Au nom du COE, Pillay a exprimé sa profonde tristesse face aux pertes humaines, chaque vie étant précieuse aux yeux de Dieu. «Nous partageons la douleur des familles des victimes et nous nous tenons solidaires de l’Église et des responsables des communautés religieuses, ainsi que de tous ceux qui exigent la fin de la violence, justice pour les victimes et le respect de la dignité humaine inaliénable, don de Dieu, et des droits de chaque être humain aux États-Unis d’Amérique et dans le monde entier», a-t-elle déclaré.

 

religionmediacentre.org.uk (https://religionmediacentre.org.uk/news/religion-news-26-january-2026/) nous montre aussi qu’hier soir, plus de 8000 responsables religieux de diverses confessions et dénominations chrétiennes aux États-Unis ont participé à un appel national à l’action en ligne, organisé par «Faith in Action», une organisation citoyenne militant pour un changement progressiste.
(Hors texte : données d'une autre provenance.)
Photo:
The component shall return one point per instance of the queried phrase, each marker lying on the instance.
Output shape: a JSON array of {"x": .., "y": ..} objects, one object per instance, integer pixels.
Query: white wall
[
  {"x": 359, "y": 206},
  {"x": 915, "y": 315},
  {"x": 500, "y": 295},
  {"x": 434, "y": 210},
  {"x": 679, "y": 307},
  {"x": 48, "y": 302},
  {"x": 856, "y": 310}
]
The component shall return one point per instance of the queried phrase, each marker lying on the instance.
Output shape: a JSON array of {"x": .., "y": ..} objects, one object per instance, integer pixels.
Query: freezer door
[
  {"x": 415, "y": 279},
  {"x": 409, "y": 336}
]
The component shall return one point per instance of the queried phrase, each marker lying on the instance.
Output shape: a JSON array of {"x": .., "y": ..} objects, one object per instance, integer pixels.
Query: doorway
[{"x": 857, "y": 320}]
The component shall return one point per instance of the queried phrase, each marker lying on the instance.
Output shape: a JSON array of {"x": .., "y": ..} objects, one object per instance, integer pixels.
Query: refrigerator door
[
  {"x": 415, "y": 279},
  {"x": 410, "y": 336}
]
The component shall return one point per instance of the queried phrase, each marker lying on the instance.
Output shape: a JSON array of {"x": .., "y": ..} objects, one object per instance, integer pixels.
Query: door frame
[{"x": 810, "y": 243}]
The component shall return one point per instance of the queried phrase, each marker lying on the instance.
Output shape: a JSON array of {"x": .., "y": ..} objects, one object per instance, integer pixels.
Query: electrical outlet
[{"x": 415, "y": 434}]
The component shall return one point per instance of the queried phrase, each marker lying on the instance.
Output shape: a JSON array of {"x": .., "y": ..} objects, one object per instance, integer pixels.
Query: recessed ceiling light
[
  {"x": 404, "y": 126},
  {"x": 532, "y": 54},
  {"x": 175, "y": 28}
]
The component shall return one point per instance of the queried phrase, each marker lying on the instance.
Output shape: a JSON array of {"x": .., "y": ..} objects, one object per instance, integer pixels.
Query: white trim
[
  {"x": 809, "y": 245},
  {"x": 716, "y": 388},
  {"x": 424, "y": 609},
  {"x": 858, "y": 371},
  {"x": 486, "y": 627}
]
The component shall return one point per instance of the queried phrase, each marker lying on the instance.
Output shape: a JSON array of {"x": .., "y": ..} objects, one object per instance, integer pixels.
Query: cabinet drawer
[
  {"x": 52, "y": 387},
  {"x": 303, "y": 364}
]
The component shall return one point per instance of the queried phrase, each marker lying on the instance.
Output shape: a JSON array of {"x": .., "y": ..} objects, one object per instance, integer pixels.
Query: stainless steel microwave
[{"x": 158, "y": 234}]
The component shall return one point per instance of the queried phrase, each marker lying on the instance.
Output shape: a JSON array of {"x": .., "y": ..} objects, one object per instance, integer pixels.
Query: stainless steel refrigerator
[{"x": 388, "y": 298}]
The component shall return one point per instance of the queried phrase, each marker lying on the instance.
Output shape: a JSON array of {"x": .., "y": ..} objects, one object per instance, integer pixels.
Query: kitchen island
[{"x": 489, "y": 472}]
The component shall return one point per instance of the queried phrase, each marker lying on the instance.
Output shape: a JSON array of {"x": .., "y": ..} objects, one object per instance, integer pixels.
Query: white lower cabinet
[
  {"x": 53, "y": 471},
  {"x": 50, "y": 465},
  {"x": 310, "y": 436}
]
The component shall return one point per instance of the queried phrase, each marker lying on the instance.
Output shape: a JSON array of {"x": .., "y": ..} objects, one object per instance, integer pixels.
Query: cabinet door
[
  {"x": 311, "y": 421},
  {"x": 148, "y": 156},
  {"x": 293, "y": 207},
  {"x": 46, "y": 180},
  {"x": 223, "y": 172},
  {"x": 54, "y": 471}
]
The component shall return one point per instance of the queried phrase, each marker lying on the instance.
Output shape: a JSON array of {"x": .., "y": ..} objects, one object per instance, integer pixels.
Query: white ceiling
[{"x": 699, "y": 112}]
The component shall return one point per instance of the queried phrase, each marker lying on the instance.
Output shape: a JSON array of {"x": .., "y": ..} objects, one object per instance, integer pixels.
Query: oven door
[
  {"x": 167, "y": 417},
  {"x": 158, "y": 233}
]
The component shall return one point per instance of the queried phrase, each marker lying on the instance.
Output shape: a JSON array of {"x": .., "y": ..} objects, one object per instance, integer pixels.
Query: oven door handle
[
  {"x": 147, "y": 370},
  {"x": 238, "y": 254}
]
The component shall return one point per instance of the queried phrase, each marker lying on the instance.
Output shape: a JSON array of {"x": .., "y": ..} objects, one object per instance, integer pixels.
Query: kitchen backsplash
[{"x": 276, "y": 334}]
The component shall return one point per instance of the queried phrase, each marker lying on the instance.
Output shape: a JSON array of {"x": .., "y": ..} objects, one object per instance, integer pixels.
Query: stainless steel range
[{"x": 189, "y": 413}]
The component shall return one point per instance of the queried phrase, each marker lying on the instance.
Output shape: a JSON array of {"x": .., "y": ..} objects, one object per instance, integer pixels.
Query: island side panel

Un sentiment de choc, de résistance et d’indignation régnait face aux agissements de l’ICE. Les responsables religieux ont évoqué une dérive tyrannique, dans une société où règne la terreur et où les citoyens n’osent plus sortir. L’évêque de Washington D.C., Marianne Budde, a dirigé les prières, et le cardinal Joseph Tobin de Newark a rappelé une anecdote d’avant-guerre en Italie : un prêtre avait dit à une femme, alarmée par la montée du fascisme, que les empires s’effondrent lorsque le peuple dit «non». «Si nous voulons vraiment mettre la foi en action», a déclaré le cardinal, «nous devons dire non.» Les organisateurs ont invité les participants à contacter leurs représentants au Congrès et à les inciter à voter contre le financement du Département de la Sécurité intérieure, qui emploie les agents de l’ICE.

 

Enfin, plus de 600 responsables religieux se sont réunis à Minneapolis en fin de semaine dernière pour discuter de la résistance non violente aux rafles de l'ICE à travers les États-Unis. Ils ont partagé des témoignages de membres du clergé et d'organisations religieuses sur les activités de l'ICE en Amérique et leur impact sur leurs communautés. L'événement était organisé par MARCHMultifaith Antiracism, Change and Healing (Antiracisme multiconfessionnel, changement et guérison), un groupe basé au Minnesota. Au cours de cette rencontre, les participants ont mené une journée de grève, une marche par un froid glacial, un office religieux et une manifestation contre les vols d'expulsion à l'aéroport international de Minneapolis-Saint Paul, lors desquels une centaine de membres du clergé ont été arrêtés.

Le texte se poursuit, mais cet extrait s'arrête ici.